I would like for there to be unlimited number of Users, Players and Rankings and for each ranking to potentially contain up to 600K players (although this would be very rare and most rankings would contain less than 20 players, especially initially).
I would like to be able to query a list of UserRankings or UserPlayers and to be able to create a new UserRanking from a single click in the app (that and ranking re-sorting on a result are probably the most complex operations in the app). I have read the Fauna docs re: Data Modelling.
I’m attempting to avoid analysis paralysis but at the same time do not wish to oversimplify data modelling now and regret having done so later on.
Do the Fauna docs alone cover everything I need to understand and implement these business requirements effectively or do I need to read over and get to grips with the more complex nuances like these from StackOverflow?
Any comments, recommendations, requests for/links to more information etc. gratefully received.
Thanks …

In an attempt to further clarify my question above I would like to add the following:
If I had a single ranking with a very large number of competitors (as above, say 600K) within a Player collection consisting of millions of players (lets say 10 million members of other rankings as well as the one in question), that has a relation to the User collection (as per schema), is the correct approach, from a performance perspective, to just have an index on the Player collection i.e. the index alone resolves performance issues?
Or is there more I need to do in terms of the db design to forestall bottlenecks at a later date? thanks …
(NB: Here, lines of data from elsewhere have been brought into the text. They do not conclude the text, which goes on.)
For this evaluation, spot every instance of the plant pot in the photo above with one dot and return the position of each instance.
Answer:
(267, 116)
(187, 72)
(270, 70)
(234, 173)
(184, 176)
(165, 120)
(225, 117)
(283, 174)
Indexes can’t combine data from different documents together into a single entry. So it can’t lookup a reference to another document, get that document and use its data in a calculation. If you are going to index your Player collection to generate a ranking, all the data you need to generate that ranking needs to be found in the Player documents.

If that won’t work for you, you could create a Collection like PlayerRankInfo that stores multiple Collection’s data together in a single document, by ‘manually’ syncing data that you write to Player documents and others to the PlayerRankInfo documents as well. Or you could create a cron job using an external service which runs a query that periodically generates the ranking information and writes it out to a Rank Collection that is then indexed.

@wallslide
So if I create a collection UserRankings and an index on it ‘all_UserRankings’ then would it be difficult for me to refine this query:

Map(
Paginate(Match(Index("all_UserRankings"))),
Lambda("userRef", Let({
userDoc: Get(Var("userRef"))
},{
userRanking: Var("userDoc")
}))
)

which gives me:

{
  data: [
    {
      userRanking: {
        ref: Ref(Collection("UserRankings"), "288674516289192453"),
        ts: 1611560322890000,
        data: {
          userRef: Ref(Collection("User"), "283120055707763201"),
          rankingRef: Ref(Collection("Ranking"), "282953512300577285"),
          rankingType: "Other"
        }
      }
    }
  ]
}

further to access user and/or ranking data fields held in those collections?
Do you have reservations about my attempting this in this way?
Thanks …

Since you seem to have a pretty straight forward rank that is just a simple number that doesn’t require any cross-document calculations, you can ignore my above advice about what to do in that case.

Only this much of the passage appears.